Congress may have been attempting to evade the Appointments Clause by declaring in Sarbanes-Oxley that the PCAOB “shall not be an agency or establishment of the United States Government.” But as the Supreme Court observed in the Mistretta case, labels cannot change the fact that an entity is a federal agency subject to the Constitution. The fact that the PCAOB’s members are appointed by government officials and enforce federal law make it a federal agency no matter what Congress says.
In the 1995 Lebron case, Amtrak was held by the Supreme Court to be subject to the Constitution even though Congress declared that it was not a government agency. Like Amtrak, the PCAOB was created by a federal law, has a government-appointed board, and carries out federal policies. That makes it a federal agency. But the PCAOB is an even clearer example of a federal agency because, unlike Amtrak, which earns revenue from fares, the PCAOB is wholly funded through federal exactions and enforces federal laws.

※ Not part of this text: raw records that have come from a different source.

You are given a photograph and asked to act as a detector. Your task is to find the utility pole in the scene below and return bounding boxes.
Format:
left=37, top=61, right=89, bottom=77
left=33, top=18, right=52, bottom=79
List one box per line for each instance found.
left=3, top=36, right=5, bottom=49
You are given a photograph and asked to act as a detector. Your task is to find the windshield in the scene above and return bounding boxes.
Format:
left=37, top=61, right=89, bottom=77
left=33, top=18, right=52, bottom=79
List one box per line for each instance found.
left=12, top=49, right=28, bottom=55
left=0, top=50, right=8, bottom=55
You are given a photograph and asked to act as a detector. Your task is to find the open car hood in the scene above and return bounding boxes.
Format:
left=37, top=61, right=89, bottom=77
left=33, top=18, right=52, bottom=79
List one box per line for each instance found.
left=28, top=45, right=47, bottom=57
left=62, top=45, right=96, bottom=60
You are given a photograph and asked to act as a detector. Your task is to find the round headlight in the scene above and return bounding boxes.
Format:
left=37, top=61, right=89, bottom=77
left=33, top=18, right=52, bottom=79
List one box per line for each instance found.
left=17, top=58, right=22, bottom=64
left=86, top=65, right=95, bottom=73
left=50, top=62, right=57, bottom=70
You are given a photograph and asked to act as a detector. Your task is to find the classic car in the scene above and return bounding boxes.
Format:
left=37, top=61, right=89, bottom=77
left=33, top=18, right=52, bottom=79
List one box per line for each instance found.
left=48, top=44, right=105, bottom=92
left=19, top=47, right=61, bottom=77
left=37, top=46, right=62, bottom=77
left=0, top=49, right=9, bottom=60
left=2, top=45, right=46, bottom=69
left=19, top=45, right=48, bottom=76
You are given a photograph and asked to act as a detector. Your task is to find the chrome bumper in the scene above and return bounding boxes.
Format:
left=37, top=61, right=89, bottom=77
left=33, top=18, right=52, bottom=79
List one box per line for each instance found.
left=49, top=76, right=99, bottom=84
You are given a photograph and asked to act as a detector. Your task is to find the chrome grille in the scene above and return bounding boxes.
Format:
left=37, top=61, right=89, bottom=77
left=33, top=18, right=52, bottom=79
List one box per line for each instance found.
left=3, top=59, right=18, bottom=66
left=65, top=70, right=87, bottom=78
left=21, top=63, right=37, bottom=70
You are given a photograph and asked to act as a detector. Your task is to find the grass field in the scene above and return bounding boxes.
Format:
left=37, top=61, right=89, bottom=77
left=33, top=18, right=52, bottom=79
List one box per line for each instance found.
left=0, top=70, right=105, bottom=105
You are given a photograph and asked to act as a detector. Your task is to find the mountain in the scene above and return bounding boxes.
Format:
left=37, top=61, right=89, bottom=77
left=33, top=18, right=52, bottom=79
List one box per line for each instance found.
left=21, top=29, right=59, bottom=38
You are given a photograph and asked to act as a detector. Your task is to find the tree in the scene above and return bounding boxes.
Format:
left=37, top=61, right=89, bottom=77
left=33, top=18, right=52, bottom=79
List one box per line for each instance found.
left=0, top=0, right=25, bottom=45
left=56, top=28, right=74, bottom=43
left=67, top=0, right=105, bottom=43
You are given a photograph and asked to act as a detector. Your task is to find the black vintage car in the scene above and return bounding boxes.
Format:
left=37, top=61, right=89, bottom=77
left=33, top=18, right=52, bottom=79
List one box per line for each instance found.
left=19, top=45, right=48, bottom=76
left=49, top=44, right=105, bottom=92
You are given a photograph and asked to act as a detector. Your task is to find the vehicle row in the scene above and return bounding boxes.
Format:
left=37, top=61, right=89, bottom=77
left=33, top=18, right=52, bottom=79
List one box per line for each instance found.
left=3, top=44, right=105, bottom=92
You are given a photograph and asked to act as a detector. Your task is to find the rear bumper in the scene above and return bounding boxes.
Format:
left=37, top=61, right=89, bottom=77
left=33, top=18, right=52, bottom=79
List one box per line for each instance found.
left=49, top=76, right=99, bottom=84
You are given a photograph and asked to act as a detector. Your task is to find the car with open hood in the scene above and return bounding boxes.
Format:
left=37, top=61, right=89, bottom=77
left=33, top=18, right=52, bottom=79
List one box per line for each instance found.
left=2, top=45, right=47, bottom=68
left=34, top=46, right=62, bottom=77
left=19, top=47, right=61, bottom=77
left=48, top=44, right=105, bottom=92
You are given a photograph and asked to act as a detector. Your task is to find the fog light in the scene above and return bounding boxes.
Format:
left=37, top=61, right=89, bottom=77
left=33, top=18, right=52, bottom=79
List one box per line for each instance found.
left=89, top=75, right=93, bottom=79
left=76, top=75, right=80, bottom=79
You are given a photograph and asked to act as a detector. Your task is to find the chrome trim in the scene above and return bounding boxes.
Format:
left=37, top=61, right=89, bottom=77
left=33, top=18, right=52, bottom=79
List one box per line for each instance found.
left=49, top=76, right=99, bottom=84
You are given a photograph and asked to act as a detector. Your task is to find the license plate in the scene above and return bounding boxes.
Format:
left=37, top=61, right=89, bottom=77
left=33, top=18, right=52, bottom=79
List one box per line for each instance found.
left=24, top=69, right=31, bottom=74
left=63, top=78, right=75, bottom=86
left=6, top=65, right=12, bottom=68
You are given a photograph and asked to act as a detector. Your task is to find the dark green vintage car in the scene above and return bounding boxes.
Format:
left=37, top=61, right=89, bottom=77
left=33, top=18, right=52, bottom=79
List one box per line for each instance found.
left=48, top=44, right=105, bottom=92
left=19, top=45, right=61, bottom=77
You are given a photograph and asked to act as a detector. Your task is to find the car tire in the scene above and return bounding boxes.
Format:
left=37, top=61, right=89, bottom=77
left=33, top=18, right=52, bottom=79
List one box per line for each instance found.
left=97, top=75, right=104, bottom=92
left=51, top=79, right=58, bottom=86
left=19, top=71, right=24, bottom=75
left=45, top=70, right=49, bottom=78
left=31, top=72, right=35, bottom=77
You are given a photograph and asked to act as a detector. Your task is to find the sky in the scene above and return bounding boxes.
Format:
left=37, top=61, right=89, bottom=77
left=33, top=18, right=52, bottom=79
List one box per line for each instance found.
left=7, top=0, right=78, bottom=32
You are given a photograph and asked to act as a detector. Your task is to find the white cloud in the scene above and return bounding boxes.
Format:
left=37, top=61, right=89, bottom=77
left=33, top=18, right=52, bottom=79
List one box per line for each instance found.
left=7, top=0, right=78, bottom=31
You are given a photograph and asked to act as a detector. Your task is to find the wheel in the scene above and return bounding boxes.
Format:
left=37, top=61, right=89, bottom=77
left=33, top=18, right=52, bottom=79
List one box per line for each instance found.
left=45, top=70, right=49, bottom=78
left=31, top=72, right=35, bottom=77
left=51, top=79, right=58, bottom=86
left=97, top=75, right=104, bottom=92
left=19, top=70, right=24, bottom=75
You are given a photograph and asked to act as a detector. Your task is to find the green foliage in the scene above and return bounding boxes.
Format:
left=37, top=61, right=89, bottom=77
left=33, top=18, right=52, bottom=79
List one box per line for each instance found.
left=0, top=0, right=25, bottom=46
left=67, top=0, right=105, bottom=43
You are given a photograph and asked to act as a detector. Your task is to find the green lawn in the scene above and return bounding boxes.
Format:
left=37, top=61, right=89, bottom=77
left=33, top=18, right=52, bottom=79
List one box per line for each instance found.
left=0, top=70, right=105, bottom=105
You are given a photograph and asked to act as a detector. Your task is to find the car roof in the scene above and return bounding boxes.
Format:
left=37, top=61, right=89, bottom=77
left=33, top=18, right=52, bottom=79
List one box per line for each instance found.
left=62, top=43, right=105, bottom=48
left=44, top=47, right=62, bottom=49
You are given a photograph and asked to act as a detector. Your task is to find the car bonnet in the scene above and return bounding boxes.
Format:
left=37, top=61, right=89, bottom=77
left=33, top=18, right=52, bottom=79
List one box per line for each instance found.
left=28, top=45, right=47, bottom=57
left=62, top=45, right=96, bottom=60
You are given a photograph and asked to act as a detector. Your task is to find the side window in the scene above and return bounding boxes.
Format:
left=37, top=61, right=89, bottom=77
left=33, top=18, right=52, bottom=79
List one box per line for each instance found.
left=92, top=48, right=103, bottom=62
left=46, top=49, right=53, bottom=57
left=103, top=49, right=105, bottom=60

The purpose of the Appointments Clause is to promote effective management by preventing the lack of accountability typical in a multi-member body, such as the appointment of poorly vetted officers through behind-the-scenes string-pulling. Vesting appointments in the President or in a single agency head makes clear who is really behind a given appointment, and makes it possible for the executive to demand good performance from the appointee.

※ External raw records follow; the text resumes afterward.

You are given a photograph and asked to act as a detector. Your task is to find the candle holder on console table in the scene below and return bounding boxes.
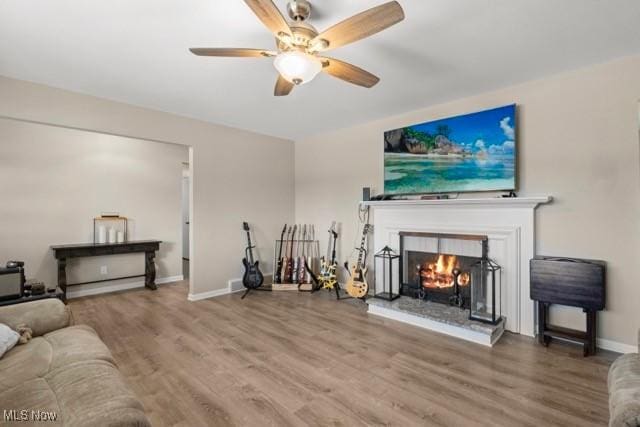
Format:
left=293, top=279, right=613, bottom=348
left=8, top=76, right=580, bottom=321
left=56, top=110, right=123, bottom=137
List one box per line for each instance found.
left=373, top=246, right=400, bottom=301
left=469, top=258, right=502, bottom=325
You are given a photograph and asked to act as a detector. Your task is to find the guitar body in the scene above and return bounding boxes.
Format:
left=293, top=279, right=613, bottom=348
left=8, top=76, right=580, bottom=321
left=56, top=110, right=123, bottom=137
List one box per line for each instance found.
left=284, top=258, right=293, bottom=283
left=242, top=258, right=264, bottom=289
left=345, top=264, right=369, bottom=298
left=318, top=258, right=338, bottom=290
left=278, top=257, right=289, bottom=283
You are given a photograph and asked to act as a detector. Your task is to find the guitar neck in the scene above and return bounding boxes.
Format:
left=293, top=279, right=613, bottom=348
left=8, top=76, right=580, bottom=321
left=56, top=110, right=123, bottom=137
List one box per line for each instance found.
left=247, top=230, right=253, bottom=264
left=358, top=226, right=367, bottom=268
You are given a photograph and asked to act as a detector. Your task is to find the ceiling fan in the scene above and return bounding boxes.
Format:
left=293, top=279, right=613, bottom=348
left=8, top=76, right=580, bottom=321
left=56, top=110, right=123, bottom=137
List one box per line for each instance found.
left=189, top=0, right=404, bottom=96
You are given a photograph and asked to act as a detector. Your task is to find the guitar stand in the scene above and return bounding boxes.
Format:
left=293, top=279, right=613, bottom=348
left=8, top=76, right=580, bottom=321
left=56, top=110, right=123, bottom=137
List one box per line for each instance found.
left=240, top=288, right=271, bottom=299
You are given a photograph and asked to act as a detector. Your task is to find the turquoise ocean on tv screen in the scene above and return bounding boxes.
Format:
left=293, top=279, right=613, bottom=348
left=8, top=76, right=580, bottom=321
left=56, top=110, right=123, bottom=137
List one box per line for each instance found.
left=384, top=105, right=516, bottom=194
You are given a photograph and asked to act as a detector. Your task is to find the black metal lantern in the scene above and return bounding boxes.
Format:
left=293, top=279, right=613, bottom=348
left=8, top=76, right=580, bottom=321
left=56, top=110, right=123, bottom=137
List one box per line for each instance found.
left=373, top=246, right=400, bottom=301
left=469, top=257, right=502, bottom=325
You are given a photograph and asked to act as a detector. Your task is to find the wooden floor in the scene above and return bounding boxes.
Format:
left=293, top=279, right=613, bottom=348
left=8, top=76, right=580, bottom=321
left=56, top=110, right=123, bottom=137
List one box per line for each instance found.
left=70, top=283, right=614, bottom=426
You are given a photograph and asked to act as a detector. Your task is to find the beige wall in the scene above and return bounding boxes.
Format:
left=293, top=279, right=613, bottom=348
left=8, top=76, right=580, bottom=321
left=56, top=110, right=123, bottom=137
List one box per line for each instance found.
left=0, top=77, right=294, bottom=294
left=0, top=119, right=189, bottom=291
left=295, top=57, right=640, bottom=345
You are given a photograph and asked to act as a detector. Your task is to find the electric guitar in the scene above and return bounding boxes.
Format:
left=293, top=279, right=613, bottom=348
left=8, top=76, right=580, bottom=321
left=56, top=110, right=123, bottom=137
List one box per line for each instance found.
left=284, top=225, right=298, bottom=283
left=242, top=222, right=264, bottom=289
left=273, top=224, right=287, bottom=283
left=345, top=224, right=371, bottom=298
left=320, top=221, right=338, bottom=289
left=306, top=221, right=338, bottom=291
left=296, top=224, right=311, bottom=284
left=304, top=224, right=316, bottom=283
left=291, top=226, right=302, bottom=284
left=279, top=226, right=293, bottom=283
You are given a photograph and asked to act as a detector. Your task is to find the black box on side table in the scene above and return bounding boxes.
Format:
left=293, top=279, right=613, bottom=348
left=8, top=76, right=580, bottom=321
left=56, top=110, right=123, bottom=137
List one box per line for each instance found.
left=530, top=256, right=606, bottom=356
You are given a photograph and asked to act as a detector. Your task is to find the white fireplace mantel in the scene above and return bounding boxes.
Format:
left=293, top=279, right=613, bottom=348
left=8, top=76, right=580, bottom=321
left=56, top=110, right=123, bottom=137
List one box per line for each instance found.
left=362, top=196, right=553, bottom=342
left=362, top=196, right=553, bottom=209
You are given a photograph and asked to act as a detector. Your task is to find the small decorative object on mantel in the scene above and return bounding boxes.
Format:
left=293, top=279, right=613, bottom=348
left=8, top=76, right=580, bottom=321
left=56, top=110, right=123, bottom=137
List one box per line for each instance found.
left=93, top=212, right=129, bottom=244
left=469, top=254, right=502, bottom=325
left=373, top=246, right=400, bottom=301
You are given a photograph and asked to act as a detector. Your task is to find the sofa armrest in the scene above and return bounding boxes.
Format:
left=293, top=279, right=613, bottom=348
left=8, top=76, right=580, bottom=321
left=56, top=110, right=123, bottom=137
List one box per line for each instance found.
left=0, top=298, right=71, bottom=337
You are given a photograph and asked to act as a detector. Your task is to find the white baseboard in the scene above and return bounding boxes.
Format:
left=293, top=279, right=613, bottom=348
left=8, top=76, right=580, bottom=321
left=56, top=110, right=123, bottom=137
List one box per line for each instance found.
left=188, top=273, right=273, bottom=301
left=598, top=338, right=638, bottom=354
left=228, top=279, right=244, bottom=294
left=187, top=287, right=230, bottom=301
left=67, top=275, right=184, bottom=299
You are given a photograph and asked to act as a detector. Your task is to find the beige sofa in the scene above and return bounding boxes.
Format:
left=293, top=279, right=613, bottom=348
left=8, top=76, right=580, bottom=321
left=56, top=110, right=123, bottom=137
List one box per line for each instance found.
left=0, top=299, right=150, bottom=426
left=608, top=331, right=640, bottom=427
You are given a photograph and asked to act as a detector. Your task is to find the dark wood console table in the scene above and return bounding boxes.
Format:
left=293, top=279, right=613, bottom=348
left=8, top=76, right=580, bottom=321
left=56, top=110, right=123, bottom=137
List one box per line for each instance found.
left=51, top=240, right=162, bottom=300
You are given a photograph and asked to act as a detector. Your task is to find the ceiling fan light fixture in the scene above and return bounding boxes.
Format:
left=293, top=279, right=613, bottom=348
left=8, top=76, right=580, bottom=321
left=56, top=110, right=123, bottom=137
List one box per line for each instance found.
left=273, top=51, right=322, bottom=85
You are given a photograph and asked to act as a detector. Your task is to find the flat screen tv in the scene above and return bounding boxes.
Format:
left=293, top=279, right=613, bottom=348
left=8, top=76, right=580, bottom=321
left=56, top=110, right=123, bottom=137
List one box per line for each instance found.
left=384, top=104, right=516, bottom=195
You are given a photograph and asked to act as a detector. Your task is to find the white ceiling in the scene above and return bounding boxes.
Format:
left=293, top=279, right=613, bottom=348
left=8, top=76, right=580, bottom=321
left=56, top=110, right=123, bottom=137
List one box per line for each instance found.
left=0, top=0, right=640, bottom=139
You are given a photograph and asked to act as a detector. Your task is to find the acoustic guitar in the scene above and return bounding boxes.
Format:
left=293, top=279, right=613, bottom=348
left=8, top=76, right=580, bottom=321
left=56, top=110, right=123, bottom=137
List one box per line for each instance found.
left=273, top=224, right=287, bottom=283
left=242, top=222, right=264, bottom=290
left=345, top=224, right=371, bottom=298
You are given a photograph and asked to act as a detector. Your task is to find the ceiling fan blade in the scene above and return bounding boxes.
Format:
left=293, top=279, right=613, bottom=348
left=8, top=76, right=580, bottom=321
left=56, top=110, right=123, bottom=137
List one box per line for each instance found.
left=189, top=47, right=276, bottom=58
left=244, top=0, right=291, bottom=38
left=320, top=58, right=380, bottom=88
left=273, top=74, right=295, bottom=96
left=310, top=1, right=404, bottom=51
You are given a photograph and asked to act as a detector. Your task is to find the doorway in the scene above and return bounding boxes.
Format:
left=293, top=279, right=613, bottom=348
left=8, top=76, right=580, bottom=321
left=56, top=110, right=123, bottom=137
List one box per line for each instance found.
left=181, top=162, right=191, bottom=280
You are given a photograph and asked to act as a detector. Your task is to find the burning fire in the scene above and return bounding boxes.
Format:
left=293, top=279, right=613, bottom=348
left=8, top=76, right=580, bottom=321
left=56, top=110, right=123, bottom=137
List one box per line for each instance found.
left=418, top=255, right=471, bottom=289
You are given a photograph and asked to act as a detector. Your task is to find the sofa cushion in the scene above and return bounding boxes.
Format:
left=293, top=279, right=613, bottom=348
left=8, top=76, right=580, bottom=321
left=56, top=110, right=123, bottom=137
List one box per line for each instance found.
left=0, top=337, right=52, bottom=390
left=0, top=361, right=150, bottom=427
left=45, top=361, right=150, bottom=426
left=44, top=325, right=116, bottom=371
left=608, top=353, right=640, bottom=427
left=0, top=325, right=115, bottom=389
left=0, top=298, right=71, bottom=337
left=0, top=323, right=20, bottom=359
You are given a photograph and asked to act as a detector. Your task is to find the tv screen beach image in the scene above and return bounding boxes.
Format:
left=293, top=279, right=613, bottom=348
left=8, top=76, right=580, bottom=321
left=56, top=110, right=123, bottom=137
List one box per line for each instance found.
left=384, top=104, right=516, bottom=194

Sarbanes-Oxley’s requirement that SEC Commissioners as a group agree on appointments of PCAOB members undermines the goal of effective management. Initial appointments proved messy and divisive. For instance, according to the Government Accountability Office, in 2002, when a divided SEC selected the PCAOB’s membership, “The selection process broke down…when the Commission was unable to agree on a consensus candidate for chairman.” Different commissioners backed different candidates, and this “inability to choose a final slate of candidates until the eve of the Commission’s vote resulted in the appointment of PCAOB members who had not been fully vetted.” The first PCAOB Chairman resigned shortly after he was appointed when his service on a company under investigation for accounting problems became public. The GAO found that no Commissioner, not even the SEC’s chairman, knew of this information before the vote, because no one was really in charge of selection.
The Constitution’s framers drafted the Appointments Clause as a check on overweening bureaucracy. As colonists, they had seen offices created by the Crown spawn yet more offices, creating what the Declaration of Independence refers to as a “multitude of new offices” and “swarms of officers to harass our people.” In its 1991 Freytag decision, the Court observed that “the power of appointment to offices” was considered by the Framers to be “the most insidious and powerful weapon of eighteenth-century despotism.” Thus, “The Clause reflects our Framers’ conclusion that widely distributed appointment power subverts democratic government.”
To discourage such abuses, the Supreme Court, in its 1995 Ryder decision, overturned disciplinary action taken by improperly appointed officials. The courts should similarly overturn the rules and actions of the PCAOB, since it is an unaccountable entity that violates the Constitution’s Appointments Clause.